"ELO" makes sense for Pandemic and other coop games as a measure of how good is the player against the game compared to other players.
I understand the argument, and it is a good argument at first sight, but in practice I disagree, for a couple of reasons:
The first reason is that Elo works well in competitive, 2-players games, with no chance involved (i.e. chess). As you start to discard those assumptions, what Elo measures is less and less clear. In the case of a many-player, cooperative game with chance (e.g. Pandemic), a high Elo is a combination of "this player knows how to play well" plus "this player has been lucky" plus "this player has played with people that play well". What's the weight of the first factor ("how good is the player against the game")? It is impossible to know. Maybe 33%?
One can assume that luck drawing cards and luck in the quality of fellow players will wash out in the long term and the jewels will raise above the sand, but I find that assumption shaky at best. At the end of the day, playing a very good game with players that are "worse" than you will lower your Elo (and it might make them "better" players but it will lower their Elo!).
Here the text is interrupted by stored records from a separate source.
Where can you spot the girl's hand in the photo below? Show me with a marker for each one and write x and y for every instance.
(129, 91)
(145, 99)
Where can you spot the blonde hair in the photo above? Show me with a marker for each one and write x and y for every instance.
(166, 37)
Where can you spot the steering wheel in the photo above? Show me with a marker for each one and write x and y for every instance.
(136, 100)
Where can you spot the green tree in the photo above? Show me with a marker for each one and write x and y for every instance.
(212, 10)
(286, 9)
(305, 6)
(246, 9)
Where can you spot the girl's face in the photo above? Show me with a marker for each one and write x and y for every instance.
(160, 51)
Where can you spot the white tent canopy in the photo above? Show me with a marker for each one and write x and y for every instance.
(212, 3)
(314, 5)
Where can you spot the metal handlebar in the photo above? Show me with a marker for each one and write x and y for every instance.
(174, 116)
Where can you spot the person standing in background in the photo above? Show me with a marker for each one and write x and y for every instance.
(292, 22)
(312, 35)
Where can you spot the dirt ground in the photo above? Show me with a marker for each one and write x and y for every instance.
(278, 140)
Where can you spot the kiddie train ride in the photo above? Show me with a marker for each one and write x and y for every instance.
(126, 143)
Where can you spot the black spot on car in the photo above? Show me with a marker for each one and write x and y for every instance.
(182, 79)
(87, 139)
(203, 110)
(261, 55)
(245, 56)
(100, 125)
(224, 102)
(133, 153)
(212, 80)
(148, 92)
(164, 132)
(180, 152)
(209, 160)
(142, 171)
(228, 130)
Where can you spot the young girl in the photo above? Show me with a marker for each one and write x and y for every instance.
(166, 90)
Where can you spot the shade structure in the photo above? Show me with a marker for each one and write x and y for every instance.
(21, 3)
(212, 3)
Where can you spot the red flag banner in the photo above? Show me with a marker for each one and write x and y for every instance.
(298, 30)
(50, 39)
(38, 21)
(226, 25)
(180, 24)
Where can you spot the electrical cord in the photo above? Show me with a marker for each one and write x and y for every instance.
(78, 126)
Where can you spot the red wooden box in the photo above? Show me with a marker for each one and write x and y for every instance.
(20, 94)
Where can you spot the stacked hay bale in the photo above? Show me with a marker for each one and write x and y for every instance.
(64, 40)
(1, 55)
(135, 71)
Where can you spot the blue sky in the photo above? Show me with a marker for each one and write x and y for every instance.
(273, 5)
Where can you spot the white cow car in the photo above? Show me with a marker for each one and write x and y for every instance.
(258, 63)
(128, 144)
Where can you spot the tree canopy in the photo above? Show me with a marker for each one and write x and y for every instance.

Which brings us to the second reason why Elo does not make sense for cooperative games, the one that you have stated: Elo in cooperative games can be abused easily by using unsportmanlike behaviours like leaving early when things start to go wrong. This does not happen with Elo in competitive games. The way this has been circumvented in some games in BGA is by never losing Elo (e.g. The Crew).
So we have two kinds of coop games in BGA: those like The Crew were you can never lose Elo and those like Hanabi where you have your games abandoned early by ultra-competitive players because the game is not going perfectly and it will not raise their Elo. In both cases, I think the concept of Elo has been perverted beyond being meaningful or useful at all, and therefore I think it should be removed.